FLAME OUT

Pilots shoot down Westjet mystique as a ‘fun place to work’

pilots

150 pilots stood shoulder to shoulder in a demonstration of solidarity outside a Westjet shareholders meeting in Calgary May 8

THE WESTJET MYSTIQUE IS GOING DOWN IN FLAMES. Their claim to being a workers’ paradise is dead. Their pilots are ready to strike. Their flight attendants and ticket agents are battling hard with the company to win themselves union representation. None of this fits the Westjet mystique..

Westjet was sold to us as the “magic kingdom” of the airline industry. It was sold as a fun place to work. A workers’ paradise where the very idea of unions would just seem foolish.

WestJet quickly earned its fun reputation: pilots would crack jokes from the cockpit, staff would board passengers based on the colour of their socks, they gave tickets to anyone named Hamilton on arrival in that city. It was all spun out as a result of a supposed special worker/boss relationship at Westjet due to an Employee Share Purchase Plan. And we fell for it. It was quirky and corny and Canadian.

We fell for the Westjet “Owners Care” TV ads that told us all the workers were part-owners, so they would naturally work extra hard to take care of us. The working harder part was true. The part-owner part was bullshit. But few said so.

Take Rick Mercer, for example. He made it look like what the Westjet ads were saying was true. Rick did one of his patented, happy-go-lightly pieces on his show in 2010 to prove it. Rick showed us a Westjet that really was the spunky little upstart airline from Calgary that made flying so much fun for us and their workers. It suited us to believe it. Almost everybody did—even the workers!

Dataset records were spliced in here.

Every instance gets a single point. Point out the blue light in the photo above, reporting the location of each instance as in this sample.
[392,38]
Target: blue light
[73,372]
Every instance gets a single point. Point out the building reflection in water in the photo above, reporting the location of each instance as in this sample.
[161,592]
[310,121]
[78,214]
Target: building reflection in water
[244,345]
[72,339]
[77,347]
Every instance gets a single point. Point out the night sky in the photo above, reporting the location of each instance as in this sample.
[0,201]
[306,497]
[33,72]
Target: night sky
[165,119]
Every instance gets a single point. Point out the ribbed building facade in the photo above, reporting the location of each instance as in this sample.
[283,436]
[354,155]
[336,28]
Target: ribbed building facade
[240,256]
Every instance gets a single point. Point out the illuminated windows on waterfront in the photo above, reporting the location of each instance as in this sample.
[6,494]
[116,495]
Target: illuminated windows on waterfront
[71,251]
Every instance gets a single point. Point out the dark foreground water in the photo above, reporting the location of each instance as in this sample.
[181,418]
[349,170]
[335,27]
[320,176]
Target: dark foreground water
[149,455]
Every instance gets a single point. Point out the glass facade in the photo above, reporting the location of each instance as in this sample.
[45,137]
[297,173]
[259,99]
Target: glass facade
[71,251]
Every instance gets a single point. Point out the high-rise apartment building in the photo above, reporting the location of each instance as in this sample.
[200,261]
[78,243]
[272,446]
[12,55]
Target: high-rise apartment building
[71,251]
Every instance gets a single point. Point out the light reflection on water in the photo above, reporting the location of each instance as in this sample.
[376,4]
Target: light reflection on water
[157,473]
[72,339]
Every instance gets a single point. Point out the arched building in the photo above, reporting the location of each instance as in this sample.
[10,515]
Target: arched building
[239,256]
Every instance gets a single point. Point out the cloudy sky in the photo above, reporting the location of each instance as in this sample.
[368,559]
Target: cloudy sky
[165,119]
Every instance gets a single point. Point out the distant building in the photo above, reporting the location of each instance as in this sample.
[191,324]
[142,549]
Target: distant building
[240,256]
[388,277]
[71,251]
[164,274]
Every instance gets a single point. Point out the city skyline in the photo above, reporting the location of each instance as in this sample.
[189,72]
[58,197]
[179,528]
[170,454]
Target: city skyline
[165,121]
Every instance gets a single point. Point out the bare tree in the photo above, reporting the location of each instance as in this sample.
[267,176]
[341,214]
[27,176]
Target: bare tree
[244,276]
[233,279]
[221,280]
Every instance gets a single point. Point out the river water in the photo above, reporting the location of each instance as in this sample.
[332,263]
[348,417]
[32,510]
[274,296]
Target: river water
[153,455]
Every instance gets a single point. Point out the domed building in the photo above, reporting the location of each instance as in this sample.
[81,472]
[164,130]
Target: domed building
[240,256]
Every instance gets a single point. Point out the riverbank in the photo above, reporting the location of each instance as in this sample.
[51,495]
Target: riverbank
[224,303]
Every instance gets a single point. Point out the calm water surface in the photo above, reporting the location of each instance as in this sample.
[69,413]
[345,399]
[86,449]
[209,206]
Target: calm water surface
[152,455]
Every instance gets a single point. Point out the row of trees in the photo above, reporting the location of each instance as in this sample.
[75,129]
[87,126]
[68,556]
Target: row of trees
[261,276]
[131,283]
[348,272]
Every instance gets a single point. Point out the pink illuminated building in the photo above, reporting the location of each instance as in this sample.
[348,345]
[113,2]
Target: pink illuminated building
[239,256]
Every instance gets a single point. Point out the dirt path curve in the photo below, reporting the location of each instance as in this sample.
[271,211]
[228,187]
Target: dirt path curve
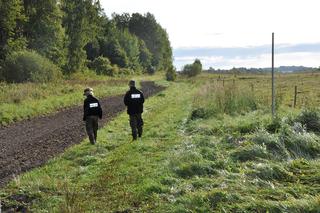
[31,143]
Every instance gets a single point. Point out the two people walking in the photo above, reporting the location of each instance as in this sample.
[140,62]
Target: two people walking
[92,111]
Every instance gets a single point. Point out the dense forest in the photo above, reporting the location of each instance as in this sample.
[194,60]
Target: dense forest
[41,40]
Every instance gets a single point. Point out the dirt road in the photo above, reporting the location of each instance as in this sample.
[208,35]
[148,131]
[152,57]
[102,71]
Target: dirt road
[31,143]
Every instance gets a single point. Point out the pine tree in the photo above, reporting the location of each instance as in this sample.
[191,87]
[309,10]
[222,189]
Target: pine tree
[12,19]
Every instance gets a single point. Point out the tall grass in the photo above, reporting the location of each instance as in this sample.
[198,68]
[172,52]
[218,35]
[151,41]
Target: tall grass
[215,98]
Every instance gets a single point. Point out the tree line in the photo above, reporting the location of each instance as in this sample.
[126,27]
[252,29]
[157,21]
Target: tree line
[41,38]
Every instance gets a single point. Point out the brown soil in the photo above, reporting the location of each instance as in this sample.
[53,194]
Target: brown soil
[31,143]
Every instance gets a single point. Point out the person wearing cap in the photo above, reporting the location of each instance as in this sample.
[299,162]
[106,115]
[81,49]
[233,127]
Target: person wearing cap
[92,111]
[134,100]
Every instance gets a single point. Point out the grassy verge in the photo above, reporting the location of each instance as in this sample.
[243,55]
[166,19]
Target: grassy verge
[23,101]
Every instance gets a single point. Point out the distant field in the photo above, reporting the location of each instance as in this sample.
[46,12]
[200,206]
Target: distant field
[210,145]
[308,85]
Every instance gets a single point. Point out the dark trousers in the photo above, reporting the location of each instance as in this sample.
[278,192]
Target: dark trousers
[136,124]
[92,128]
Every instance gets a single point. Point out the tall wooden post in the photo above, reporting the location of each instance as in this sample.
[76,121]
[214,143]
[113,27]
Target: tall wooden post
[295,96]
[272,71]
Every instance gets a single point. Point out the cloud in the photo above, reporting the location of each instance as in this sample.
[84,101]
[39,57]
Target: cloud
[257,56]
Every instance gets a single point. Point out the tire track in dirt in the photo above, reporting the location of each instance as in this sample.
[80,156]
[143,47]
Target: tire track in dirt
[31,143]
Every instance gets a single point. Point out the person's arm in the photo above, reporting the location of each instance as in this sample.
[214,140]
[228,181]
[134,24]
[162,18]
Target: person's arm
[125,100]
[100,110]
[84,110]
[142,98]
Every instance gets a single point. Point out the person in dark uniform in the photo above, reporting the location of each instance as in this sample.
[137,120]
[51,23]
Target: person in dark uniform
[134,100]
[92,111]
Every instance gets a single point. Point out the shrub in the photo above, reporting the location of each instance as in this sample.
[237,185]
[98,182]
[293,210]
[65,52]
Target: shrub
[193,69]
[102,66]
[30,66]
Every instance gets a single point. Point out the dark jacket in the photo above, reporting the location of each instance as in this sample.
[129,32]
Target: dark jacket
[91,106]
[134,101]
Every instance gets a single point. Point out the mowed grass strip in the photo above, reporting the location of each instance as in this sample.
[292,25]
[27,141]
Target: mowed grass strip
[116,174]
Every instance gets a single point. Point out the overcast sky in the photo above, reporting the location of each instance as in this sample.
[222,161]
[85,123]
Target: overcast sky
[235,33]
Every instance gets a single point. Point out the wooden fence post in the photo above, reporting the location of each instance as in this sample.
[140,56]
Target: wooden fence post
[295,96]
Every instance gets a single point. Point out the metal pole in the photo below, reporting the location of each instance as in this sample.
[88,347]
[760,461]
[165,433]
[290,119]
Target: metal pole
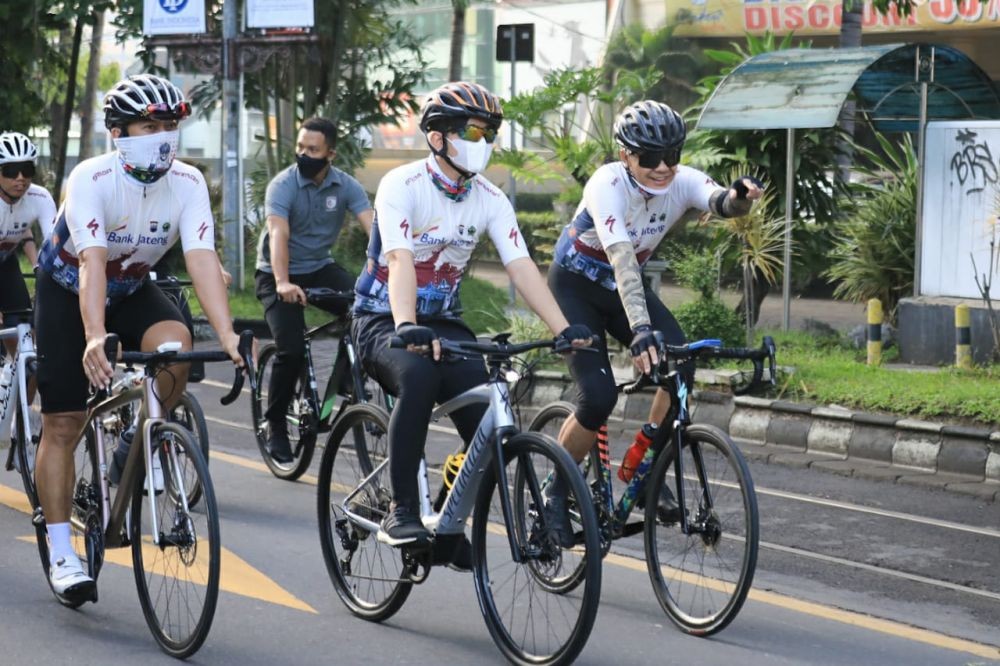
[230,142]
[513,135]
[786,289]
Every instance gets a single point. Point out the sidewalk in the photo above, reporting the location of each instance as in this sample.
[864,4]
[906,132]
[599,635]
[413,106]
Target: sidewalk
[840,315]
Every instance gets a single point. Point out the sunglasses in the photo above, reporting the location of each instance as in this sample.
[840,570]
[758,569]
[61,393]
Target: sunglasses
[163,111]
[11,169]
[475,133]
[652,159]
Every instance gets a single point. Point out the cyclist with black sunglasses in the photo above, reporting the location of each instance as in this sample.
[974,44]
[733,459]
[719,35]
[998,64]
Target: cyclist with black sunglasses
[123,211]
[22,205]
[429,217]
[627,209]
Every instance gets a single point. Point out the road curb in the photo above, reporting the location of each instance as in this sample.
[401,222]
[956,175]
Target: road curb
[876,446]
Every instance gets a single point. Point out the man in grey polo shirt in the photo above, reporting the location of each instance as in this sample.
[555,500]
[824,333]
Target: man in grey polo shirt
[305,207]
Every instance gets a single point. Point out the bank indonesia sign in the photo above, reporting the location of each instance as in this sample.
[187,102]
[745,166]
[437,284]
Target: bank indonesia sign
[173,17]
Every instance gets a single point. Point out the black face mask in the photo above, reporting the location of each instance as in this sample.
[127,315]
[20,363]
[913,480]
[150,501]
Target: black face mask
[310,166]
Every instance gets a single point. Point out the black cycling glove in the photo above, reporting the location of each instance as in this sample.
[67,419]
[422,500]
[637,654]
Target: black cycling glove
[418,336]
[741,189]
[645,337]
[575,332]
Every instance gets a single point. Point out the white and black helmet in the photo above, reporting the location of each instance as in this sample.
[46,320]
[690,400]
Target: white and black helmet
[15,147]
[144,96]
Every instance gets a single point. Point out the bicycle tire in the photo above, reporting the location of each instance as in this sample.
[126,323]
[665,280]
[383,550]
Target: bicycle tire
[368,576]
[189,414]
[27,436]
[534,626]
[303,421]
[702,579]
[86,518]
[549,421]
[187,558]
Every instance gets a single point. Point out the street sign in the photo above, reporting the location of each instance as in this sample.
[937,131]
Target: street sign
[173,17]
[523,41]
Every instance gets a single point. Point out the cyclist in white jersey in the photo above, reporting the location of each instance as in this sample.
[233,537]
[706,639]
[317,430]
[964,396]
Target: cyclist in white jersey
[123,211]
[429,216]
[22,205]
[628,207]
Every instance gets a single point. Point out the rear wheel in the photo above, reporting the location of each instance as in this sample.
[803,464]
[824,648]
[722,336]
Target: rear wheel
[529,622]
[370,577]
[702,578]
[177,577]
[301,419]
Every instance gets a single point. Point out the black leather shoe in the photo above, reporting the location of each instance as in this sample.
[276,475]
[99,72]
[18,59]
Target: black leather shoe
[278,446]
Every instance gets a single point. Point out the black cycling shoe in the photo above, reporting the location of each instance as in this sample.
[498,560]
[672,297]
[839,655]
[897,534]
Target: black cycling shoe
[557,515]
[453,550]
[278,446]
[668,511]
[403,527]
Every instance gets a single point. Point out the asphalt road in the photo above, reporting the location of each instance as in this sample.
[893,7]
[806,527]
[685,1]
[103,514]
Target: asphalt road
[850,572]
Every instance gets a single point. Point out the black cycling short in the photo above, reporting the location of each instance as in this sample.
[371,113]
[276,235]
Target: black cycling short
[585,302]
[13,291]
[60,339]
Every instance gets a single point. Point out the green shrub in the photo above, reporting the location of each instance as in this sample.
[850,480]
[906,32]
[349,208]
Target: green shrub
[710,318]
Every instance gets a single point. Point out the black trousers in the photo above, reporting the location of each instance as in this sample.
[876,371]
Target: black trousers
[418,382]
[586,302]
[288,325]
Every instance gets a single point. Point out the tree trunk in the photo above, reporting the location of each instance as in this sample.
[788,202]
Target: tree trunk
[74,61]
[457,40]
[90,88]
[850,37]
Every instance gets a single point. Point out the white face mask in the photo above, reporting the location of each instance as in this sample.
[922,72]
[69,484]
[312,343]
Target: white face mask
[148,157]
[473,156]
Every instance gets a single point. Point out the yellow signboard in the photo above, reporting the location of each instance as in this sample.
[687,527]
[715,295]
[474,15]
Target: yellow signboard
[729,18]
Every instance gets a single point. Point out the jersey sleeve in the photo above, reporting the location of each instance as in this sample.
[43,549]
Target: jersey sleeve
[279,197]
[357,198]
[394,213]
[605,198]
[505,233]
[197,227]
[84,212]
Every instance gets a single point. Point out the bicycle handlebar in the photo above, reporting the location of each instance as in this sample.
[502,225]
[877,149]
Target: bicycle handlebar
[161,358]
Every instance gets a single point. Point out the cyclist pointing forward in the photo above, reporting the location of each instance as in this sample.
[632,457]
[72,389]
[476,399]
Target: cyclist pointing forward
[123,211]
[628,207]
[429,216]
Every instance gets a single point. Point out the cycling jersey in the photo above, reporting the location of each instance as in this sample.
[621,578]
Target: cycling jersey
[614,209]
[137,223]
[413,213]
[36,206]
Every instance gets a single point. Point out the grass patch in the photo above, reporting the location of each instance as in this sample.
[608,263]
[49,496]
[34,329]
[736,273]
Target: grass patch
[828,371]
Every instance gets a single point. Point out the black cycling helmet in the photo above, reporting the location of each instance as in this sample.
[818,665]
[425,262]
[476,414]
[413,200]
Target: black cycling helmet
[649,126]
[144,96]
[455,102]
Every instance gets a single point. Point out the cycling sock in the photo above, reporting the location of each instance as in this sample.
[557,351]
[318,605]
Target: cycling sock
[59,541]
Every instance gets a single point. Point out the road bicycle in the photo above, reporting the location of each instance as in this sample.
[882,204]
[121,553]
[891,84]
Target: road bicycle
[701,562]
[175,548]
[26,423]
[510,533]
[307,415]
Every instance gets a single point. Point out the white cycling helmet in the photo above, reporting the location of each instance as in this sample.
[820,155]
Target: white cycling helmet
[15,147]
[144,96]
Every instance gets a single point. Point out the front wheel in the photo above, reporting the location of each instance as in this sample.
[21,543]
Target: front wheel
[176,566]
[370,577]
[301,419]
[702,578]
[530,622]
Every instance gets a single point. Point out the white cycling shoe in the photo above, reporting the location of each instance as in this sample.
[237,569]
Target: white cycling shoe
[69,581]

It was such a nice story. Almost everybody wanted to believe that Westjet was different. But it wasn’t and isn’t. The Westjet mystique was all a made up story concocted to sell airline tickets.

A corporate culture like any other

The famous “Owners Care” campaign, for example, was an accident. It had nothing to do with a deep corporate culture that desired to share the Westjet wealth with its workers. It came out of desperation.

Westjet had spent a bundle in 2005 on an ad campaign that never got off the ground. They wanted to yank the ads but had nothing to replace them with. They hit on the idea of selling workers as part-owners by accident. It was the result of a random offhand remark. They had no better idea, so they went with it.

The idea that the existence of an Employee Share Purchase Plan turns workers into part-owners is absurd. Particularly in a company where wage levels are so low that finding money to pay the rent is a constant problem—never mind put a little something aside to buy shares and become an “owner.”

Westjet is not a “mom and pop” operation. It has just over 11,000 employees with 114 million shares outstanding. It is a major corporation like any other major corporation. It has worked hard to make us think it isn’t—but it is. Nobody knows this better than the folks who work there.

Jobs swooped away

Westjet pilots would rather fly than fight. But Westjet management is not making it easy.

The company has dragged out negotiations for a first contract with the pilots since last fall. To make matters worse, Westjet plans to hire 200 foreign pilots, at lower wages, to launch Swoop, an ultra-low cost airline.

One industry analyst noted: “A lot of the pilots are saying, ‘Hang on! You’re actually displacing WestJet routes and using WestJet planes, so tell me how you’re not outsourcing my job.’”

Rob McFadyen, who heads the WestJet pilots union, said Swoop is a clear case of the carrier outsourcing work on routes normally flown by WestJet pilots.

“It’s certainly something we want to be addressed in the contract negotiations,” said McFadyen, adding he couldn’t think of a scenario where there could be a two-tiered system of pilots flying under WestJet

The pilots strengthened their hand in early May with a vote 91% in favour of a strike if necessary.

They backed this up with a show of strength and solidarity on May 8: 150 pilots, including some from United and Delta, stood in full dress uniform, shoulder-to-shoulder, outside a meeting of the Westjet shareholders.

“Our pilots have built this airline, and now it is time for our efforts to be properly recognized in terms of industry-standard compensation and working conditions, and real job security that prevents management from outsourcing our jobs,” said McFadyen.

Westjet pilots have made it clear: any contract short of that, is a contract that just will not fly.